The analysis regarding whether valid consideration was paid for the Property was also fraught with factual discrepancies. Unresolved in the record was whether the de minimis consideration of $10 was paid and whether consideration had been exchanged as a result of the restitution agreement, to which BASS was a party. Therefore, BASS and Webb’s motion for summary judgment on the basis of invalid consideration was denied.

Unjust Enrichment

Much of Coastal’s counterclaim for unjust enrichment required little discussion: BASS was enriched by the embezzled funds; Coastal was thereby impoverished; both the enrichment and impoverishment were causally related by the embezzlement; and both the enrichment and impoverishment arose without justification. Yet Webb contended he and BASS were innocent parties and as such they should not be penalized for what Burkett did. The Court was unpersuaded because: (i) Burkett’s actions as a member of BASS are imputed to the entity as an officer, director, or manager of an entity; and (ii) Delaware law permits restitution even when the recipient is innocent of wrongdoing.

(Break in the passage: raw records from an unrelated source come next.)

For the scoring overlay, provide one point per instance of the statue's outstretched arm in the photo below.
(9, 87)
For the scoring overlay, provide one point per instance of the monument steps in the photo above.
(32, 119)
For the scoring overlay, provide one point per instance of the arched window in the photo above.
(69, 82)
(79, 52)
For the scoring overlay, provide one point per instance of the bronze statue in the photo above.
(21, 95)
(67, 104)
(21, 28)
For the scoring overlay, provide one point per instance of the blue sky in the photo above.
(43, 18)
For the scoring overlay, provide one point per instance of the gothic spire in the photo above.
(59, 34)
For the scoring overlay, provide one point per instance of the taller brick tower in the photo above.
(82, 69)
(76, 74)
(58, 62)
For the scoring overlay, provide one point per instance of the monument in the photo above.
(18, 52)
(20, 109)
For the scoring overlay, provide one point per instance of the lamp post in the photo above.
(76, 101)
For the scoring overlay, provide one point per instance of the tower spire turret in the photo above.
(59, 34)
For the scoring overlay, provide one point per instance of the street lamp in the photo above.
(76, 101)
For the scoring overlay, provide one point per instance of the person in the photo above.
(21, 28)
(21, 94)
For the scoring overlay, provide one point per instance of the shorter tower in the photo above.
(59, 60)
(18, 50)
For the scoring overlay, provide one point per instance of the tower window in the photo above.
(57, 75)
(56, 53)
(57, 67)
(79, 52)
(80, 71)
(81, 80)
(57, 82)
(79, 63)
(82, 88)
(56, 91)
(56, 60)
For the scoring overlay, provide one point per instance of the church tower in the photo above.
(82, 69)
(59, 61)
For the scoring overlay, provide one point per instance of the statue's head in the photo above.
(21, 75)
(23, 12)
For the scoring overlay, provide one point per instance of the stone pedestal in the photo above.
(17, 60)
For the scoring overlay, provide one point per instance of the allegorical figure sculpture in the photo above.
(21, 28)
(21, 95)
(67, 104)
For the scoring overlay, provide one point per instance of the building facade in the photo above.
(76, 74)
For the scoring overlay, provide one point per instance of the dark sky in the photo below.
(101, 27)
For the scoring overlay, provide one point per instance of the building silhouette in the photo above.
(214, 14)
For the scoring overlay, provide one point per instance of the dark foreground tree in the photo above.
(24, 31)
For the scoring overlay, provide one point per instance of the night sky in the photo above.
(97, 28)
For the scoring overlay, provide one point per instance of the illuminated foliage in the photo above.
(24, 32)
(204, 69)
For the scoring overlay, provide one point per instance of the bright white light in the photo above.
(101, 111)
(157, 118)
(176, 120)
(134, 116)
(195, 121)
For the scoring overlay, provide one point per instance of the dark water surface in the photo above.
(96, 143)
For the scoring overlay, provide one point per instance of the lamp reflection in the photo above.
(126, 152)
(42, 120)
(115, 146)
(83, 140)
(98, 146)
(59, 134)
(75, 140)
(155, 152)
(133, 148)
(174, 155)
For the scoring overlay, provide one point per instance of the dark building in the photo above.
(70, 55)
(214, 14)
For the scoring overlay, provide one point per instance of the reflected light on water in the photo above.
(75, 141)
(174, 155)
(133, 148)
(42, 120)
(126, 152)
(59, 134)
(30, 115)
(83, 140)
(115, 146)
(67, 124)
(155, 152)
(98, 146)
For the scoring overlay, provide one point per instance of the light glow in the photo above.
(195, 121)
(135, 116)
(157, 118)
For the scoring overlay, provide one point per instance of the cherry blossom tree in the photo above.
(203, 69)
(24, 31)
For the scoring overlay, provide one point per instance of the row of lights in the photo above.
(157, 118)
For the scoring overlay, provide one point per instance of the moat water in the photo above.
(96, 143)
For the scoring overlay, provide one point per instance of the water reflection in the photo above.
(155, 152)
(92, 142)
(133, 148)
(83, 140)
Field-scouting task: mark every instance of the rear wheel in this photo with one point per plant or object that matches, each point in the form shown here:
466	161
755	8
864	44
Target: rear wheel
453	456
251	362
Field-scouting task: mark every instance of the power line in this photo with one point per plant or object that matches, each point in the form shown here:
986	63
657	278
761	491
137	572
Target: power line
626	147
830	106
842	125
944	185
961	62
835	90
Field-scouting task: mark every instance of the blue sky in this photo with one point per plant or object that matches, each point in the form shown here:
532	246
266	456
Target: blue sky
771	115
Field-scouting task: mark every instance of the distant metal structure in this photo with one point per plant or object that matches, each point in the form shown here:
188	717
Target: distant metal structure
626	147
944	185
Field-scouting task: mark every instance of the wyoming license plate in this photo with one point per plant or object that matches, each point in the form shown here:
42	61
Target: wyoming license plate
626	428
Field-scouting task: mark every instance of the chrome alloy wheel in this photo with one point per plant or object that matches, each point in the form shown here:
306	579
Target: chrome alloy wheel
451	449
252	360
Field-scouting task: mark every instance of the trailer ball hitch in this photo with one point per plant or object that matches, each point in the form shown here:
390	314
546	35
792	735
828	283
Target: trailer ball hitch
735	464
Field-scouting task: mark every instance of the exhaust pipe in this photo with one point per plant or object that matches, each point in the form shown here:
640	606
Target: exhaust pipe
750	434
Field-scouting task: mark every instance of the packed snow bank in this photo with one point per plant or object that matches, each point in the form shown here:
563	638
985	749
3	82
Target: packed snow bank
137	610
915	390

For a constructive trust to be a remedy, it must be imposed “upon specific property [or] identifiable proceeds of specific property, and even money so long as it resides in an identifiable fund to which the plaintiff can trace ownership.” Here, the Court imposed a constructive trust because: (i) the embezzled funds could be traced to the Property (Burkett testified that the funds ultimately went from Coastal to Burkett’s personal bank account and finally to a cashiers check that was issued to the seller of the Property); and (ii) BASS, as the recipient of the funds, was not a bona fide purchaser (Burkett’s knowledge that the funds were embezzled was imputed to BASS).

The Court also noted that “Delaware courts consistently imputed to a corporation the knowledge of an officer or director of the corporation acting on its behalf.” The Court went on to state that “I see no reason why the rule would be different for a member of an LLC who has management rights.” Interestingly, the Court identified one outstanding issue: which party would be entitled to any profit made on the sale of the Property beyond the amount owed Coastal to make it whole.


To succeed on its summary judgment motion for conversion, Coastal had to prove that: (i) it had a property interest in the Property; (ii) it had the right to possess the Property; and (iii) the Property was converted by BASS. The Court found that Coastal was entitled to a damage award equal to the embezzled funds “plus interest at the legal rate from the date those funds were contributed to BASS.”